Referatsleiter 408, Friday, 06.08.2010, 13:48 (vor 5638 Tagen)

Derzeit wird in Sachen "Sorgerecht" für Väter in den Medien ja heftigst diskutiert. Im BGB ist ja die "elterliche Sorge" Lala-juristisch verankert. Im Rahmen der mich betreffenden "Familienstreitigkeiten" führt das Jugendamt und die AnwältIn der PAS-Mutter gebetsmühlenartig an, dass "wir" die "gemeinsame elterliche Sorge" ausüben. Das mag ja sein, es klingt auch gut, aber es hat nicht dazu geführt, dass ich auch nur eine Stunde Umgang, die über den Mindestumgang hinausgeht, von der Exe "gewährt" bekomme.

Laut Jugendamt und Amt für Familienförderung haben Umgang und Unterhaltszahlungen an die KM nichts miteinander zu tun. Das Amt für Familienförderung verdrängte mich ungefragt als biologischen Vater und nahm die Rechte meines Kindes auf Unterhalt war, obwohl ich jederzeit gegenüber meinem Kind dazu bereit war und bin. Ich bin sein Vater und ich will mich um mein Kind kümmern, darf es aber nicht, weil es vor mir durch diese Ämter weggesperrt wird und diese zeitgleich aber dafür von mir Geld abgepressen. Völliger Irrsinn!
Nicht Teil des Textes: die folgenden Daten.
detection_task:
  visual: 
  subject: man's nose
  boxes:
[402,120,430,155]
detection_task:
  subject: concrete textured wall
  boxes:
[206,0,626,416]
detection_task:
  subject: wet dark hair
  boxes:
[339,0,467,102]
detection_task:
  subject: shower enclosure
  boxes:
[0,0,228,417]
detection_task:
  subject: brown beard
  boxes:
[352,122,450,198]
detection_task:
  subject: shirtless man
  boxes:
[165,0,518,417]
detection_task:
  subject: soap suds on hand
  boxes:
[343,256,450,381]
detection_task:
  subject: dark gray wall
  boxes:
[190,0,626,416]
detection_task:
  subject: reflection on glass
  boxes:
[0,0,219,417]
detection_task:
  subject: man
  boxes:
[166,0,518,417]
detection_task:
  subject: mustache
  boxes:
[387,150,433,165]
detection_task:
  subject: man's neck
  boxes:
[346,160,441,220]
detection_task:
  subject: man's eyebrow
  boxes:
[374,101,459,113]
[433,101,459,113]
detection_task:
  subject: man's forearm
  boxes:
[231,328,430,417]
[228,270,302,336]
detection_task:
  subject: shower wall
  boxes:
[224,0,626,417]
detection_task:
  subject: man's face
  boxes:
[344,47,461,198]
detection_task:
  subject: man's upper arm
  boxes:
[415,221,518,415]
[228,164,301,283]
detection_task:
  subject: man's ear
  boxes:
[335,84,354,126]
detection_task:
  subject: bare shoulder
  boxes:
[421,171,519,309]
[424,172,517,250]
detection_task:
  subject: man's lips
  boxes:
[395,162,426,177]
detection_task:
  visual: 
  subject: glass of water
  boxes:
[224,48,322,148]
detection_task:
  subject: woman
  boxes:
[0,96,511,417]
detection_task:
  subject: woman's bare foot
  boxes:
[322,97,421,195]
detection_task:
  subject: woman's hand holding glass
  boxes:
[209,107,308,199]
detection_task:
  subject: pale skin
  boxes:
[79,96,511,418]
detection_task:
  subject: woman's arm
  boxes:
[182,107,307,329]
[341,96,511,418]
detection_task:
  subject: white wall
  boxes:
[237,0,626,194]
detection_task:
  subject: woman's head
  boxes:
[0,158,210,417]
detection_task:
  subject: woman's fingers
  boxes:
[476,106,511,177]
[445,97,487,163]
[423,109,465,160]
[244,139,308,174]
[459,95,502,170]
Was jetzt so durch die Medien geistert vom "gemeinsamen Sorgerecht" ist doch aus meiner Sicht die blanke Vernebelung, denn es führt doch nicht automatisch dazu, dass der bisher jahrzehntelang diskriminierte Vater überhaupt, geschweige mehr Umgang mit seinem Kind dadurch bekommt. Was nützt ihm denn das gemeinsame Sorgerecht, wenn die Exe den Umgang mit allen staatlichen Hilfen weiterhin erfolgreich boykottieren kann. Dieser Sachverhalt sollte aus meiner Sicht mal aufgeklärt werden. Väter wollen Umgang/Kontakt mit ihren Kindern haben, nur so kann überhaupt eine Vater-Kind-Bindung aufgebaut werden, die Kinder in ihrer späteren Entwicklung dringend benötigen. Von dieser Problematik "Umgang" redet momentan überhaupt keiner. Ich persönlich pfeife auf das "gemeinsame Sorgerecht", wenn meine Exe dazu verpflichtet wird, regelmäßigen und gleichberechtigten Umgang zu garantieren. Der Kontakt zu meinem Kind, ihm in jeder erdenklichen Form helfen zu können, ist mir sehr wichtig.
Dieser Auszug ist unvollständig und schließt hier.